So hopefully that answers you're question about why it's a lot of responsibility for one person, and I do have other volunteers helping me (Thanks co-volunteers, things would not go smoothly with out you!), but I'm the only on who's there 4 days a week, 7:30 am to 4:00 pm. To answer the other question. My job outside the context of PATH really has no purpose other than it's a filter, screen, or distraction. Sometimes I feel like one of those smoke bombs ninjas throw in movies to buy them time to prepare or to get away. I guess all businesses need someone on staff to do the small stuff and it's not like I'm making coffee-runs (yet). I also constantly question if the basic services that my job provides (lunch, shower, phone, mail, toiletries) are enabling some of the people who chose to be homeless or the system abusers. It's also hard for me to see what good a system is if it can only help some, but not all. I even get angry that people have to be homeless or that there's such a thing as homelessness. I feel like Max- a child from the movie Where the Wild Things Are sometimes in that I can't understand why things can't be they way I want them be, or why I can't simply make them be that way if they're not. I get that part of this year is about humility and being humbled and realizing privilege (I was basically a Sociology Minor so I've had these realizations and feelings for the past four years), but I didn't come out here for a year long guilt trip nor to just get the warm fuzzies about doing good work.
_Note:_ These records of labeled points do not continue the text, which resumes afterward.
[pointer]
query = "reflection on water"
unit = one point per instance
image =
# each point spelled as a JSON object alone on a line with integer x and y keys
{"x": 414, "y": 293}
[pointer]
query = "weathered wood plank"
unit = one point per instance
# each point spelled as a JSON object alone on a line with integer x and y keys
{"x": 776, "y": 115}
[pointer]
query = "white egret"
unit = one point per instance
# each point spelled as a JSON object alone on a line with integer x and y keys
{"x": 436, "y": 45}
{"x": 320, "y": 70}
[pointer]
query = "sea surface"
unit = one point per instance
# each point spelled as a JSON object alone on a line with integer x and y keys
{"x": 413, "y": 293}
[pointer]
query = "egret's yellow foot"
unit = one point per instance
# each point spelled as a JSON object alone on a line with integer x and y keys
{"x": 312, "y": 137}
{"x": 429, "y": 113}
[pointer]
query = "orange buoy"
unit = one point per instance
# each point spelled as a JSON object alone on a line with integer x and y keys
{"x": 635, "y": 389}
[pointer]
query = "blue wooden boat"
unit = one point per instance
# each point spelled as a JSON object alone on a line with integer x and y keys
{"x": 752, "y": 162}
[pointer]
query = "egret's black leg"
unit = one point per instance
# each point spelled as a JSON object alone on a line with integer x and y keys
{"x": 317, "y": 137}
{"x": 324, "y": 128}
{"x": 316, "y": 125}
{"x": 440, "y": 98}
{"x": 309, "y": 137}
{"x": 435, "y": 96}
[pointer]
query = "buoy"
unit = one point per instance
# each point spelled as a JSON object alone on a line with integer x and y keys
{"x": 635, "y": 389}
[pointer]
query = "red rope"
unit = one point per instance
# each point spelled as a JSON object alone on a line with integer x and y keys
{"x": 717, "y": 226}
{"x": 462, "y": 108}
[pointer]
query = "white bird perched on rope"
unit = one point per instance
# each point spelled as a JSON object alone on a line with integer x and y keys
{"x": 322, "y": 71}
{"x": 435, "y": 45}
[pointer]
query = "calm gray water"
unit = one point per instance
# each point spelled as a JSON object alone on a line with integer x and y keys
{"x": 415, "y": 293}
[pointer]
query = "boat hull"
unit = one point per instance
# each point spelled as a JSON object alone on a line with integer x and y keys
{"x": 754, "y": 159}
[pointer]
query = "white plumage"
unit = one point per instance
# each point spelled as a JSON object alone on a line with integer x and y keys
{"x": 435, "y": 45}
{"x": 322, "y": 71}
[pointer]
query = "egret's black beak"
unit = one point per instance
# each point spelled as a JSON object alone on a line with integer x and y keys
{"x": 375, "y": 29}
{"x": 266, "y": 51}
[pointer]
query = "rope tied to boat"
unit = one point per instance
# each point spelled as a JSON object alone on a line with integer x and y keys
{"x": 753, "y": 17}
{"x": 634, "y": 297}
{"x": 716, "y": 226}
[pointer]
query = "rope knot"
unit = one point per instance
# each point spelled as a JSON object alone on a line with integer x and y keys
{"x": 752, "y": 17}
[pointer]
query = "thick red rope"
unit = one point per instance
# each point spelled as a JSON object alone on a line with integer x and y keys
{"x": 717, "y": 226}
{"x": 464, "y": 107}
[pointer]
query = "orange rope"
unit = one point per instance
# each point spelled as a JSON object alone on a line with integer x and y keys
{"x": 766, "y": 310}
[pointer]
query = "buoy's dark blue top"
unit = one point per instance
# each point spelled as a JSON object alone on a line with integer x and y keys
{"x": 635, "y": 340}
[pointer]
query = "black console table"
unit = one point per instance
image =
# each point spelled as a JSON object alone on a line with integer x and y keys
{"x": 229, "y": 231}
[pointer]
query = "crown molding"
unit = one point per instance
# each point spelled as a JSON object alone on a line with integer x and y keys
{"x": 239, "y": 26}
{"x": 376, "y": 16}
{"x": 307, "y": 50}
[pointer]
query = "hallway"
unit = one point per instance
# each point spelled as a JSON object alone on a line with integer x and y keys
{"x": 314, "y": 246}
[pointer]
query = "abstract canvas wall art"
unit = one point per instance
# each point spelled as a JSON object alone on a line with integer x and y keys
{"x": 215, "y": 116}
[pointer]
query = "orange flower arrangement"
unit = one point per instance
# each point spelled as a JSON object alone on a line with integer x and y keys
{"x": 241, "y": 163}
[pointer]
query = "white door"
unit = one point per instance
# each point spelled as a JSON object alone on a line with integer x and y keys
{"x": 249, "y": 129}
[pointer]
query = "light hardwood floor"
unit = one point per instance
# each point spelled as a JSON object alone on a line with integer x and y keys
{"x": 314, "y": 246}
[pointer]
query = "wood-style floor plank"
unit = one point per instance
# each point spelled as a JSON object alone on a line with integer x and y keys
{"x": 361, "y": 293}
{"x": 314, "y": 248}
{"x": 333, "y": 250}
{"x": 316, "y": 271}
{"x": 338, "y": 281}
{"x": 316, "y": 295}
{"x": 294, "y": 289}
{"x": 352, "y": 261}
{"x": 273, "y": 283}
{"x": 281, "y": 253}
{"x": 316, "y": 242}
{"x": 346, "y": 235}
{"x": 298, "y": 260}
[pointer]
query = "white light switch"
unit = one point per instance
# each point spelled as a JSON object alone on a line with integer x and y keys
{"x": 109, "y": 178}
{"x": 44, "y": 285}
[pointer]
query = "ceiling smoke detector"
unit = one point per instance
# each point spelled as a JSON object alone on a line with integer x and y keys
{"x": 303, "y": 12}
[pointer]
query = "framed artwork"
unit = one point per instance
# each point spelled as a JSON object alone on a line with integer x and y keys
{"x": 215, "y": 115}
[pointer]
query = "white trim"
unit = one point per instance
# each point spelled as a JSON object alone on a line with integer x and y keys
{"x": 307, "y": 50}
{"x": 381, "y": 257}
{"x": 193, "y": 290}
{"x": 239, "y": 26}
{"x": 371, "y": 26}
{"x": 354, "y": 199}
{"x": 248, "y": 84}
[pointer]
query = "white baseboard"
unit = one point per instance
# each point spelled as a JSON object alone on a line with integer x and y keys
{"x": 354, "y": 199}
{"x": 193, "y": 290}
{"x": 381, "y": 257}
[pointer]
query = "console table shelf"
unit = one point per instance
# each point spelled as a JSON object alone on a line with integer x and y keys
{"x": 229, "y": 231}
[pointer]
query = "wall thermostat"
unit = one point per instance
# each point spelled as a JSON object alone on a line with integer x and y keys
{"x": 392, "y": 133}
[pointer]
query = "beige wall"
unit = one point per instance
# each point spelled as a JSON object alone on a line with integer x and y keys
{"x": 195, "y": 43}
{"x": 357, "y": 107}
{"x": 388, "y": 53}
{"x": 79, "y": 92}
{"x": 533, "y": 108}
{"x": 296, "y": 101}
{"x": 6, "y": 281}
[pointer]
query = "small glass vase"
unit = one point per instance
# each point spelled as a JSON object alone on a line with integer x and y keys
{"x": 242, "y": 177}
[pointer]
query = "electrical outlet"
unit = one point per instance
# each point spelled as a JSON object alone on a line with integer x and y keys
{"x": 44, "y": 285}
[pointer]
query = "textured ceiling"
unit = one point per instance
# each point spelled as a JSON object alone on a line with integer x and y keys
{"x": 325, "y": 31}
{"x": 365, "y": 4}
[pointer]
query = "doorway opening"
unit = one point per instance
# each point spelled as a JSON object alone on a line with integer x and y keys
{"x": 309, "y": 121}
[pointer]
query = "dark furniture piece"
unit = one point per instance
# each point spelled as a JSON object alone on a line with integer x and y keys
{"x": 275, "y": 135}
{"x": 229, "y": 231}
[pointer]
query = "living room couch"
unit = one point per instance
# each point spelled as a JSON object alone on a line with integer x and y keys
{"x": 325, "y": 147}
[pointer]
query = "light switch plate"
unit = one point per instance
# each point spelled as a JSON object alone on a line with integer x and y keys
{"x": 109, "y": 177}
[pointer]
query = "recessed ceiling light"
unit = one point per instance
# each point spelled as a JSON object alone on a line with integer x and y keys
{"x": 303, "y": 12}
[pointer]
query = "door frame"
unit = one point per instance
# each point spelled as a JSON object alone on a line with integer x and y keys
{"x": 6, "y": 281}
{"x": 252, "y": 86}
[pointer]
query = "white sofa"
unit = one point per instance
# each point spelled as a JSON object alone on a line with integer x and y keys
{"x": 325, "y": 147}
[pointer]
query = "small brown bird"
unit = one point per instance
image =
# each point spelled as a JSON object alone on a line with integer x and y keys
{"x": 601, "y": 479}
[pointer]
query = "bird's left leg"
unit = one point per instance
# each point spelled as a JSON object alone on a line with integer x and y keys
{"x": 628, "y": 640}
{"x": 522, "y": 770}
The best answer to why I'm doing this at all is for change (At YAV orientation we heard a lot of testimonies of frustration and doubt that they had made any difference, which at the time I didn't believe). I thought I could change myself and have a chance to change the community/people that I meet. I'm not sure if it's possible (it's becoming pretty apparent it might not). I feel like I'm heading toward a dead end or a cliff, or maybe even nothing at all. And if that's the case and I don't find what I'm looking for it won't have been any different than anything else I've tried, and when all that's stripped away what will be left is just me and God, and I don't have a problem with that. It's a lot more than what I started with.

After I wrote this answer I had a conversation with my site coordinator and I told him that a lot of people were referring to my year here as only an "experience", like vacation that I would just put away as fond memory in a scarp book and never think of again. That it would be something that I would just walk away from and continue life as it was before, like nothing had happened, like I won't have cared. He answered by telling me that even if I left tomorrow I would still leave with something far beyond just an experience. Again, here was something else that I hadn't realized, that just like everyone else I was trying to quantify my year in the increments of experience: When did it start? When will it end? What does it mean/what will it have meant? In actuality it had began before I knew it and will probably be over before I know it, and what it means and will mean I can only continue to guess(and blog).

Talk atcha lata

Brady

P.S. Here is a quote that I stole/borrowed from my sister's facebook profile from a movie I know we both like. I think it's good capper on this entry.

"What do you do? You laugh. I'm not saying I don't cry, but in between I laugh and I realize how silly it is to take anything too seriously."